A Secretaria de Direitos Humanos (SDH), comandada pela ministra Maria do Rosário,  deve lançar em março um relatório que reúne mais de 200 casos de agressões contra os profissionais de imprensa.

Atualizado em 28/02/2014 às 14:02, por Redação Portal IMPRENSA.

(SDH), comandada pela ministra Maria do Rosário, deve lançar em março um relatório que reúne mais de 200 casos de agressões contra os profissionais de imprensa.
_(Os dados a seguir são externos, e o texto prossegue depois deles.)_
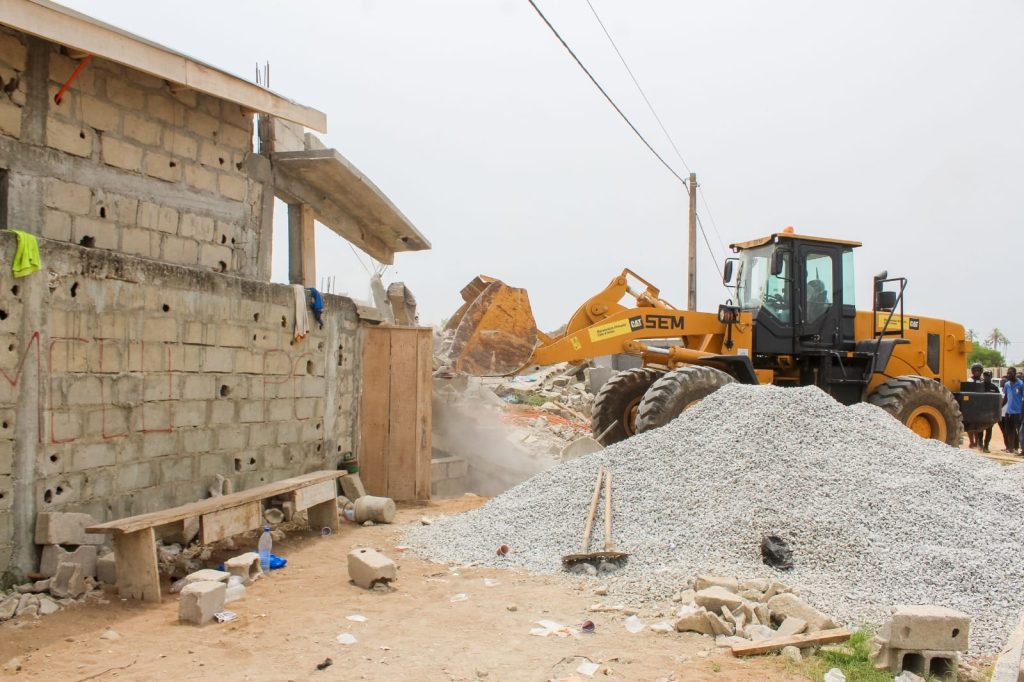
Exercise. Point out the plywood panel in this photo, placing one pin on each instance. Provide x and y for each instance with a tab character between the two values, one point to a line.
374	408
402	469
227	522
As informações para a elaboração do relatório estão sendo acompanhadas pelo órgão em conjunto com o Grupo de Trabalho Comunicadores, do Conselho de Defesa dos Direitos da Pessoa Humana (CDDPH).

Crédito:Agência Brasil Secretaria de Direitos Humanos, de Maria do Rosário, vai apresentar relatório sobre violência a jornalistas

Segundo O Estado de S. Paulo , o documento desenvolvido pelo órgão possuirá dados de sindicatos patronais, profissionais, organizações não-governamentais, justiça e órgãos públicos. Um dos casos que pode estar presente é o que envolve a morte do jornalista Pedro Palma. Apesar do forte indício de execução, o CDDPH aguarda conclusão do inquérito policial para comprovar se o assassinato dele tem relação direta com as denúncias feitas pelo jornal Panorama Regional , do qual era dono.
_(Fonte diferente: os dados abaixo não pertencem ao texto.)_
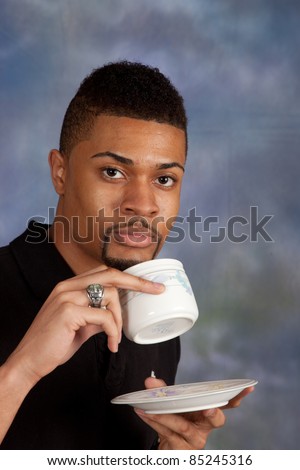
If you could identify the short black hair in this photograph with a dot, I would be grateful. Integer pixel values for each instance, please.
(125, 89)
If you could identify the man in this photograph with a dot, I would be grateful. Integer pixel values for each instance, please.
(118, 176)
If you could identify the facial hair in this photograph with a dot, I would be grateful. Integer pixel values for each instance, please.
(123, 263)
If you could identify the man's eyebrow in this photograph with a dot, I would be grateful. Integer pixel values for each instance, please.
(165, 166)
(115, 156)
(128, 161)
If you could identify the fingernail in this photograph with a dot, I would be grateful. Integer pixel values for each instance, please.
(158, 286)
(210, 412)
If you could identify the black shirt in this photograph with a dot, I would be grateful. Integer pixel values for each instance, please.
(70, 408)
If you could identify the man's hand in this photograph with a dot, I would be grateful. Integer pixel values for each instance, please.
(186, 430)
(63, 324)
(66, 321)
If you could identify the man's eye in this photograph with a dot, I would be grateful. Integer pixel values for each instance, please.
(112, 173)
(166, 181)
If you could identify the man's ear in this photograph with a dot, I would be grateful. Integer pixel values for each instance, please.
(58, 167)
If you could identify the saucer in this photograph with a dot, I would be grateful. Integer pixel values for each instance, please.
(185, 397)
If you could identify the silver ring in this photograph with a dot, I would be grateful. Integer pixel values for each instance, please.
(95, 293)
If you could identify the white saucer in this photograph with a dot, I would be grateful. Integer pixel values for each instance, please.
(185, 397)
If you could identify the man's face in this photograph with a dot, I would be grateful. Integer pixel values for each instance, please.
(122, 189)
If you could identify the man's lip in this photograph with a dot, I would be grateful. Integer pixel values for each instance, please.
(133, 237)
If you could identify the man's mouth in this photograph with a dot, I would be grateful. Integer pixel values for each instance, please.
(134, 237)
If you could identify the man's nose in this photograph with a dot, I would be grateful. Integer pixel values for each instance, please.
(139, 199)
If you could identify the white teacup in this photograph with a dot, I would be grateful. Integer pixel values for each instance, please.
(153, 318)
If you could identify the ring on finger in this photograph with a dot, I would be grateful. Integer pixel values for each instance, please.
(95, 293)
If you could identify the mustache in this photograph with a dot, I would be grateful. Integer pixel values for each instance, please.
(139, 222)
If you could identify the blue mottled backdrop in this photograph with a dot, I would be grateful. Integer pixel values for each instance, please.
(237, 64)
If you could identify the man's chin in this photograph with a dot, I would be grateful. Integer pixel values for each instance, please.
(120, 263)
Durante um ano, o GT Comunicadores acompanhou e monitorou casos de violência contra os jornalistas e comunicadores. "Se ele foi morto por ser jornalista, vamos acompanhar para que os culpados sejam punidos exemplarmente. Identificamos a existência de grupos de extermínio contratados para atacar os profissionais que desafiam e desequilibram as relações de poder. Isso é uma afronta à liberdade de expressão e de imprensa".
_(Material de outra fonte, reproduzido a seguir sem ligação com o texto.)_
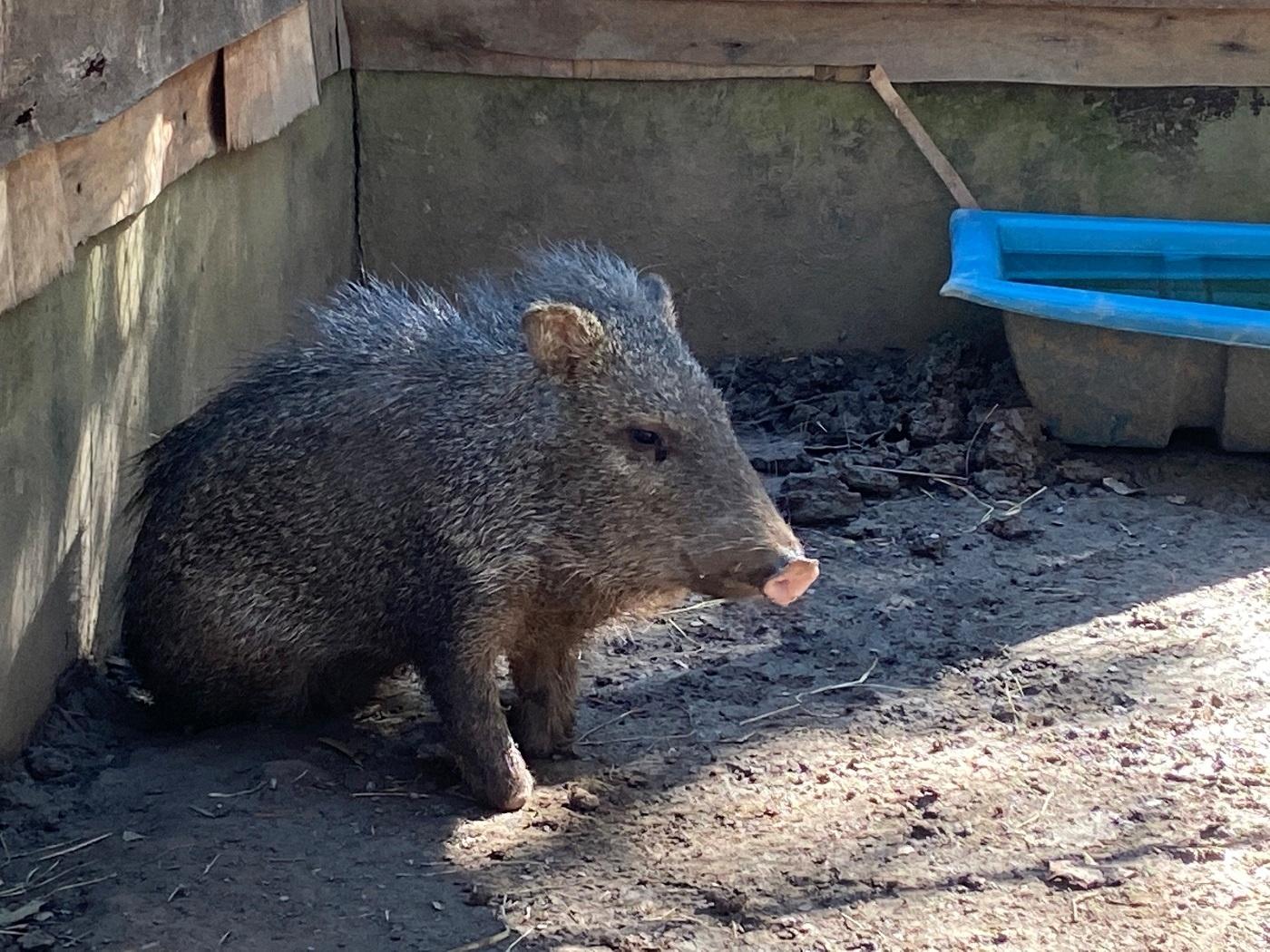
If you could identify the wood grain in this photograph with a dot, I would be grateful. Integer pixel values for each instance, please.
(269, 79)
(66, 67)
(34, 243)
(120, 169)
(916, 42)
De acordo com Tássia Rabelo, coordenadora-geral do CDDPH, há relatos de ameaças a homicídios, como o caso de Palma. Em parceria com o Ministério da Justiça, a SDH pretende criar um observatório para acompanhar os casos de violência contra os profissionais. A Secretaria trabalha para conciliar as medidas de proteção e o pleno exercício da profissão. "Não podemos tirar o jornalista do lugar de trabalho para protegê-lo. Isso seria auxiliar quem quer calá-lo".